Читаем Во имя Чести и России полностью

Беседа происходила в гостиной стратоновского дома. Эту небольшую, уютную комнату Лаура устроила по своему вкусу, сочетая приличествующую скромным сельским помещикам простоту и изысканность, к которой привыкла она в Петербурге и Москве. Мягкие, пастельные тона стен и мебели, темно-зеленые, тяжелые портьеры, изысканные канделябры и картины с видами дорогой сердцу урожденной княжны Алерциани Грузии… Эти пейзажи успокаивали ее в минуты раздражения. Каждый год она собиралась навестить родные края и показать их дикую красоту младшим детям. Но хозяйственные заботы и нехватка средств препятствовали этому намерению. Старшая дочь, Тамара, обладавшая сильным и красивым голосом, выучилась от матери песням ее родины и иногда пела их на домашних концертах, перемежая с романсами на стихи поэтов, которых некогда Лауре посчастливилось знать…

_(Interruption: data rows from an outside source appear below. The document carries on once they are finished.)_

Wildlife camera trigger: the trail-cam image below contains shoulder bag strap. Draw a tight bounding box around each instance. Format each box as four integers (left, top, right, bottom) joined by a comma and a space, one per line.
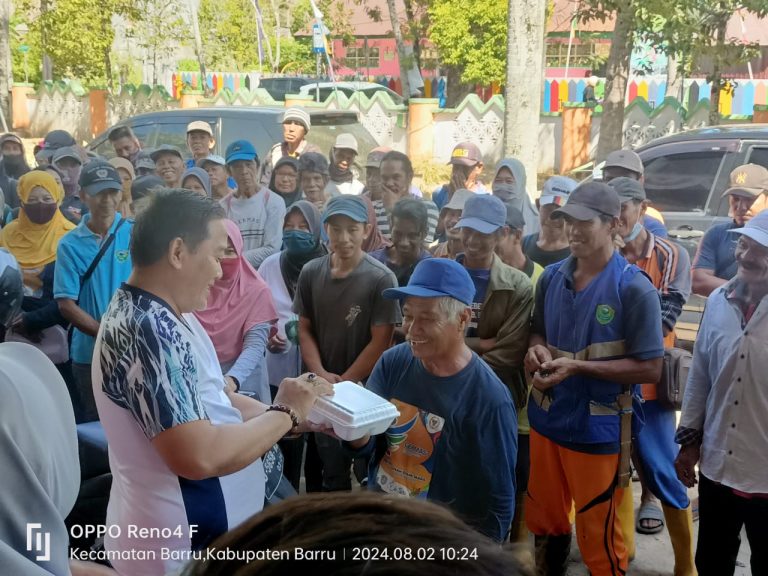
78, 216, 127, 301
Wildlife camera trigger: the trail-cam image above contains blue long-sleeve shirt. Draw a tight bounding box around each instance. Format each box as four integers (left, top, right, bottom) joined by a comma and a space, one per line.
345, 343, 517, 542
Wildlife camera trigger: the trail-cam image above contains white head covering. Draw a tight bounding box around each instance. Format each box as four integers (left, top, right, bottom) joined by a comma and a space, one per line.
0, 343, 79, 575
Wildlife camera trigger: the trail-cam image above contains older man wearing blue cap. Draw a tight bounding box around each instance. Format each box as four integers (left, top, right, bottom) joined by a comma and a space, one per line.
220, 139, 286, 269
676, 210, 768, 576
295, 194, 401, 492
345, 257, 518, 542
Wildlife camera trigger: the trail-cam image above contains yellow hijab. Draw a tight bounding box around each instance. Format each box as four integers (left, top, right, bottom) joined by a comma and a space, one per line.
0, 171, 76, 268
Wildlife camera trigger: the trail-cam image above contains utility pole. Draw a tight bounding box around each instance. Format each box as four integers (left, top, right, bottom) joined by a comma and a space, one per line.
187, 0, 208, 94
503, 0, 547, 194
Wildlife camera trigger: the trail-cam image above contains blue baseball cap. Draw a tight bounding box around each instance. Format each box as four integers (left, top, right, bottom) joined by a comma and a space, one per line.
454, 194, 507, 234
323, 195, 369, 224
383, 258, 476, 306
225, 140, 258, 164
78, 160, 123, 196
728, 210, 768, 248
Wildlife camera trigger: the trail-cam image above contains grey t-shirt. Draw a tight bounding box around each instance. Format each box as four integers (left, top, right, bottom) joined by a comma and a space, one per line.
293, 253, 402, 376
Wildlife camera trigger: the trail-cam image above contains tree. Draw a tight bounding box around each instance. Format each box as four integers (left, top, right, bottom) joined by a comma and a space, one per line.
15, 0, 137, 87
504, 0, 548, 187
636, 0, 767, 125
428, 0, 507, 105
198, 0, 261, 70
1, 0, 10, 128
127, 0, 188, 86
386, 0, 410, 97
580, 0, 635, 161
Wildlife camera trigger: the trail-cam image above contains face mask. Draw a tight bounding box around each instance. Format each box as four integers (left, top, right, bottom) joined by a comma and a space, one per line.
220, 257, 239, 279
622, 213, 643, 243
2, 154, 24, 170
493, 183, 517, 201
283, 229, 316, 254
58, 166, 81, 197
23, 202, 58, 225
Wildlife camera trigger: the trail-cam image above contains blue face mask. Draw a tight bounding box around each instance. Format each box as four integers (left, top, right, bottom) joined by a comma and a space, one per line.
283, 229, 316, 254
622, 218, 643, 243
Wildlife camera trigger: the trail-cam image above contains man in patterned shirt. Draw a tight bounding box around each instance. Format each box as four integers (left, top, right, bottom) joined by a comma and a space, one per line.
93, 189, 332, 576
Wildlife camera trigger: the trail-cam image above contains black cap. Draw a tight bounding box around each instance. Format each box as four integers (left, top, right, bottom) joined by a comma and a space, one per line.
607, 177, 646, 202
149, 144, 183, 162
43, 130, 76, 150
552, 182, 620, 221
298, 152, 329, 176
504, 204, 526, 231
78, 160, 123, 196
131, 175, 165, 201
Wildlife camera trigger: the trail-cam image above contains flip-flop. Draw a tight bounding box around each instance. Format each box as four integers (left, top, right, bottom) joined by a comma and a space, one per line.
636, 502, 665, 535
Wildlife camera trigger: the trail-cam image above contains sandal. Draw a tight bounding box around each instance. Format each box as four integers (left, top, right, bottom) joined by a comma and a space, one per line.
636, 502, 665, 535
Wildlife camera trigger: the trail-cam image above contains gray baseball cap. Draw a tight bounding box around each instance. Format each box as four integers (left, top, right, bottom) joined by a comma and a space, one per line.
604, 149, 644, 176
552, 182, 620, 221
607, 177, 646, 203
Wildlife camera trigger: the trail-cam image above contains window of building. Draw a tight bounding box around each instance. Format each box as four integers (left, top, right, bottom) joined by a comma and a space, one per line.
343, 45, 381, 70
546, 41, 609, 69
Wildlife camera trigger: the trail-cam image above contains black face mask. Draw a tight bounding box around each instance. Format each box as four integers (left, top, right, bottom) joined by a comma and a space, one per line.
2, 154, 24, 167
23, 202, 58, 225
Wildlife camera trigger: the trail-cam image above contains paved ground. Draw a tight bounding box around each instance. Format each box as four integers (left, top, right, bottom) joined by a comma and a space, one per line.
519, 480, 753, 575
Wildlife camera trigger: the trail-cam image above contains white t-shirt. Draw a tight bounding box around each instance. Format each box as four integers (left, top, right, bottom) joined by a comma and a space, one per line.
220, 187, 287, 270
325, 179, 365, 197
93, 285, 265, 576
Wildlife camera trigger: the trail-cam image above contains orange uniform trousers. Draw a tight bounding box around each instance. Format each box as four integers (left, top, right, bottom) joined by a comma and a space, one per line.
526, 428, 628, 576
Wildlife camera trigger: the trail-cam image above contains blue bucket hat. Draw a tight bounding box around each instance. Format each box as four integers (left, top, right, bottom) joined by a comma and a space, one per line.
383, 258, 476, 306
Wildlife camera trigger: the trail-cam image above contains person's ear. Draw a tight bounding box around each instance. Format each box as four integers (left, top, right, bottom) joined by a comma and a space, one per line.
640, 200, 649, 217
209, 138, 216, 151
168, 237, 185, 270
363, 222, 372, 240
459, 307, 472, 331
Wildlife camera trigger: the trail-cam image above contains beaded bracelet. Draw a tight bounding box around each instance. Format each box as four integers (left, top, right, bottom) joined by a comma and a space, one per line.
266, 404, 300, 430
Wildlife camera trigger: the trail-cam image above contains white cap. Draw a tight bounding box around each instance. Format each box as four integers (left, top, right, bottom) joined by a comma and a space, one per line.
334, 133, 359, 154
540, 175, 577, 206
186, 121, 213, 136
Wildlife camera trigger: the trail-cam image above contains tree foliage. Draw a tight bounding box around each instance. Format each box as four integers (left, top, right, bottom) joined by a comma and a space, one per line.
198, 0, 315, 72
428, 0, 508, 85
127, 0, 188, 85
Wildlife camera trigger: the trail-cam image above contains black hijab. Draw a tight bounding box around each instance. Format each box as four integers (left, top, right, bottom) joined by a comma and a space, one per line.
279, 200, 326, 299
269, 156, 302, 207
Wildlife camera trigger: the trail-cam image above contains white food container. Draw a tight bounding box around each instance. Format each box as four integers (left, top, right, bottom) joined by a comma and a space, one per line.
307, 381, 399, 441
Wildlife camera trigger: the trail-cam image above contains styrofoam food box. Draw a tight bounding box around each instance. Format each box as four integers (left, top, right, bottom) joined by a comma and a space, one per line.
307, 381, 399, 441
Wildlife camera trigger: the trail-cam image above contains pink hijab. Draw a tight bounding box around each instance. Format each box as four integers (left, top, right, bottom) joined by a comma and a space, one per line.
195, 220, 277, 364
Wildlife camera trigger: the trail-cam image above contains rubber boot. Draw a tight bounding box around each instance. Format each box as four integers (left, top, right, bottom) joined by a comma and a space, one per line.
617, 486, 636, 561
663, 504, 697, 576
534, 533, 571, 576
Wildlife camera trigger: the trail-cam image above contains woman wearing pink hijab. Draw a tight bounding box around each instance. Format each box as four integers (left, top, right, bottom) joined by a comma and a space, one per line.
195, 220, 277, 403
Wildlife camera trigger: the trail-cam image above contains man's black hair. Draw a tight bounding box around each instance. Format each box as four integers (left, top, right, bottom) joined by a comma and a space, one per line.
108, 126, 136, 142
391, 197, 428, 235
131, 189, 225, 267
381, 150, 414, 181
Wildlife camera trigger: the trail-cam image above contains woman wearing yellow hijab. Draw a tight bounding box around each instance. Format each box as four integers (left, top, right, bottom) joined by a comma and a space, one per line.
0, 170, 75, 336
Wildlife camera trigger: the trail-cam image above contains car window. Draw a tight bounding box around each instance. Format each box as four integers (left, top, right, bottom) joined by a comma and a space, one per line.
221, 115, 283, 159
306, 116, 379, 176
746, 146, 768, 170
642, 150, 726, 212
88, 123, 156, 159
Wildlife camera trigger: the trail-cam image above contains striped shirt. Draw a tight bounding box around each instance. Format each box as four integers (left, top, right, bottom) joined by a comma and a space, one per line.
373, 197, 440, 244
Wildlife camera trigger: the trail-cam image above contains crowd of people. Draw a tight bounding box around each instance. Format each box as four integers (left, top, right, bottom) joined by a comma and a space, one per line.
0, 106, 766, 576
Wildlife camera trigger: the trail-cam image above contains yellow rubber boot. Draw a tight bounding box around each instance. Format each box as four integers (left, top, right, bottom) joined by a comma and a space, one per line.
617, 487, 636, 561
662, 504, 697, 576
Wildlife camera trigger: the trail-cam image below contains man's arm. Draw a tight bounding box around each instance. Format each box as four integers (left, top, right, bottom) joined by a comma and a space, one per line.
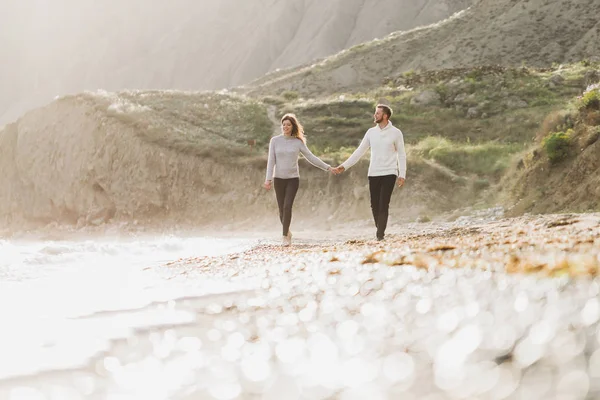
335, 131, 371, 173
395, 129, 407, 187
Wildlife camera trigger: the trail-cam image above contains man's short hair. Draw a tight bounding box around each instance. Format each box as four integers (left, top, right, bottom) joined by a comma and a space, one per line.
376, 104, 393, 118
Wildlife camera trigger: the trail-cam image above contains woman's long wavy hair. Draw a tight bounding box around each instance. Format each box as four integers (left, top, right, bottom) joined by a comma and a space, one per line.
281, 113, 306, 144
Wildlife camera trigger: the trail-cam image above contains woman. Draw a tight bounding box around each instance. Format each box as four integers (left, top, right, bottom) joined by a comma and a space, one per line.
264, 113, 332, 246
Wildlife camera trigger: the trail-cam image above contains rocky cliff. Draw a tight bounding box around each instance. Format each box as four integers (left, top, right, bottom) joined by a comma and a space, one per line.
245, 0, 600, 96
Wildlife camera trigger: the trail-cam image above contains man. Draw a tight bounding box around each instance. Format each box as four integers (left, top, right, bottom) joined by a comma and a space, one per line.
333, 104, 406, 241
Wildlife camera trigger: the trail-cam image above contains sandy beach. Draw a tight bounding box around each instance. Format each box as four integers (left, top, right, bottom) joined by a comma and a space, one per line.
1, 211, 600, 399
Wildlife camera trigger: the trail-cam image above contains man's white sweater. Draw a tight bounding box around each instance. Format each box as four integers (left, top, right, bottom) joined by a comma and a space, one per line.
341, 121, 406, 178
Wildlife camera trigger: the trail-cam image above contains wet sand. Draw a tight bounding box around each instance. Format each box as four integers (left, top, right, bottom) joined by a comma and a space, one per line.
1, 212, 600, 399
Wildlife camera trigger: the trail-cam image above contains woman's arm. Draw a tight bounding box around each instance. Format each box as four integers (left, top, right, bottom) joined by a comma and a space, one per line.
299, 141, 331, 171
265, 137, 276, 183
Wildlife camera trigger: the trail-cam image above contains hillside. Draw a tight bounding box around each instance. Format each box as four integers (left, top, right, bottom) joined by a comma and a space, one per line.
244, 0, 600, 97
504, 81, 600, 215
2, 0, 600, 232
2, 61, 598, 232
0, 90, 481, 233
0, 0, 472, 125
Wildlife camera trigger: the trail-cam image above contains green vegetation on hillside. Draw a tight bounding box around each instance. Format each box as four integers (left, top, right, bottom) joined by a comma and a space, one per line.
262, 63, 598, 184
542, 130, 574, 164
79, 90, 273, 161
276, 65, 593, 143
410, 137, 523, 177
62, 62, 599, 215
504, 80, 600, 214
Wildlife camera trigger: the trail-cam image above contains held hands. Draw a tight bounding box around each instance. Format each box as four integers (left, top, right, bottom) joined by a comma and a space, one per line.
263, 180, 272, 190
330, 166, 345, 175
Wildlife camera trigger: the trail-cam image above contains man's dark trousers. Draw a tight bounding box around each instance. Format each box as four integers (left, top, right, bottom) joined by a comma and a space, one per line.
368, 174, 397, 240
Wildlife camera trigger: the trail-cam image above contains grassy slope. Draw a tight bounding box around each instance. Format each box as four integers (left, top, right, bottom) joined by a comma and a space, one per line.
53, 62, 598, 217
75, 90, 273, 163
230, 0, 600, 214
503, 81, 600, 215
260, 64, 598, 183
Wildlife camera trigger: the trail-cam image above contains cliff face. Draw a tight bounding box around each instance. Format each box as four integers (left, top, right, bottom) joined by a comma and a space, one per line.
0, 0, 472, 125
245, 0, 600, 96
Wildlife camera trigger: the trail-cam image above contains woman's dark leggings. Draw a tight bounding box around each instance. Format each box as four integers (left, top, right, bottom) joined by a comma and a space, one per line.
274, 177, 299, 236
368, 174, 397, 240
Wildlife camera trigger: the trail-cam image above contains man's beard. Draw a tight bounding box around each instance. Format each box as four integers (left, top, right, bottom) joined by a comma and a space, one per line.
375, 117, 383, 123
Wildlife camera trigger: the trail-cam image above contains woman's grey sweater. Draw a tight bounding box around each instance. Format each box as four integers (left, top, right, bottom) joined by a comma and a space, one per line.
265, 135, 331, 180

– Чему же вы удивляетесь? – приподнял бровь Константин.

– А тому, что вы говорите о мире, как о чем-то совершившемся, рассуждаете, как устраивать жизнь после него. Как будто так и должно быть! А ведь это позор и бесчестье – весь этот готовящийся мир! – Александр Афанасьевич резко поднялся, прижал к печной стене свои по-женски изящные, нервно подрагивающие руки. – Неужели вам все равно?! Мы потеряли столько людей, флот, Севастополь… И теперь признать поражение? Проклятая, проклятая эта война! А виной всему деспот с его гордыней! Мнил себя хозяином Европы, посылал армии во все ее концы… Все-то парады! Бряцание оружием! Добряцались! На черта вообще нужно было лезть в эту войну?! Самолюбие! Самолюбие деспота за счет жизни солдат и офицеров! И что теперь?! Что?! Деспот умер, завещав нам позор… Ненавижу!.. А армия! Наша хваленая армия! До чего нужно было довести победительницу Наполеона, чтобы она осрамилась при Альме и Инкермане! Не смогла защитить Россию не от гения Бонапарта и двунадесяти языц, но от его внука и прочей шайки негодяев!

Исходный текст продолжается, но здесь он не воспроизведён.